How do we plan for the future? Content is more important than today’s system. Design “system” to be expandable and interoperable with other systems; explicitly incorporate a dev’t phase.
Practical concerns: out-of-the-box solutions have preservation challenges, so they’re doing a lot of from-scratch development with an eye to making it easy for future generations to modify it. They’re building on LC’s expertise and experience today with metadata formats. They expect to learn from their awardees.
They’re aiming to interact with different archival and data needs, and have tools to ingest, manage and distribute the data.
They distinguish between information object and data object. Info. object: original newspaper or microfilm. Data object is the digital surrogate (interesting use of the word -vz): TIFF, JP2, PDF, OCR‘d text, structural metadata etc. Their archival master format is TIFF; their production master format is JPEG 2000. PDF is the derivative (end-user-oriented?) format.
More information about NDNP (including a lot of information on its technical specs) can be found on its website.
The prototype interface beta is available in the LC newspaper reading library. It’s behind a firewall, but from what I understand they expect to release it into the wild by end of January or beginning of February 2007.
Q&A. Mark mentioned that their OCR (which they show you upon request! that’s cool) is uncorrected/unproofread.
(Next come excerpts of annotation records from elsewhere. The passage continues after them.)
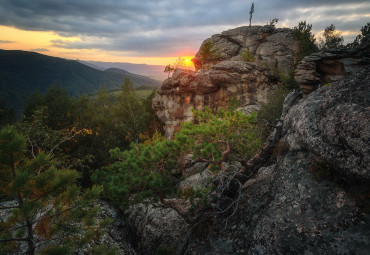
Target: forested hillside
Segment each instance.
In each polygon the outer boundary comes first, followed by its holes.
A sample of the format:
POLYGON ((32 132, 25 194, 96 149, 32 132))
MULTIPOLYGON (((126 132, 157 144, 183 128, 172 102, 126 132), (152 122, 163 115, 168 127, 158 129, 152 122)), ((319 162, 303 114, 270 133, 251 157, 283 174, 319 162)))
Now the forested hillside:
POLYGON ((135 87, 158 86, 159 82, 126 71, 100 71, 74 60, 45 56, 35 52, 0 50, 0 99, 19 110, 34 91, 46 92, 52 85, 69 95, 94 94, 100 87, 118 90, 124 78, 135 87))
I wonder if they use it in searching, and if so, how they account for inaccuracies? Mark says: currently it’s not a requirement that the participants correct the OCR, although some correct headlines and important stuff like that. The assumption is that significant words are going to appear multiple times; so if you bomb on recognizing the first couple of occurrences, there’d still be a good chance of it being recognized. They’ve thought of asking the reader community to help with proofreading, but that’s not part of the current development phase. That’s fair enough: the enterprise is huge, this is a beginning phase, and they’re already doing a marvelous job.
Mary Molinaro from Univ. of KY: with OCR, they’re finding the need to strike the balance between good and good-enough. It comes down to the quality of the microfilm, but the OCR technology is actually really good, and is good enough. From their perspective, it wouldn’t be worth it to go back and correct it all. Newspapers are very challenging digitization subjects.
Mark: newspapers are great because they’re so interesting to so many people. This newspaper repository is the first true digital repository that LC has built. On several different levels, this program is a prototype for other such programs, with different digitized objects.
Other questions are about the interface prototype, so I won’t reproduce them since I can’t show you the prototype itself. :) If you’re at one of the institutions developing the initial phase of this program, you’ll be able to see it around mid-October.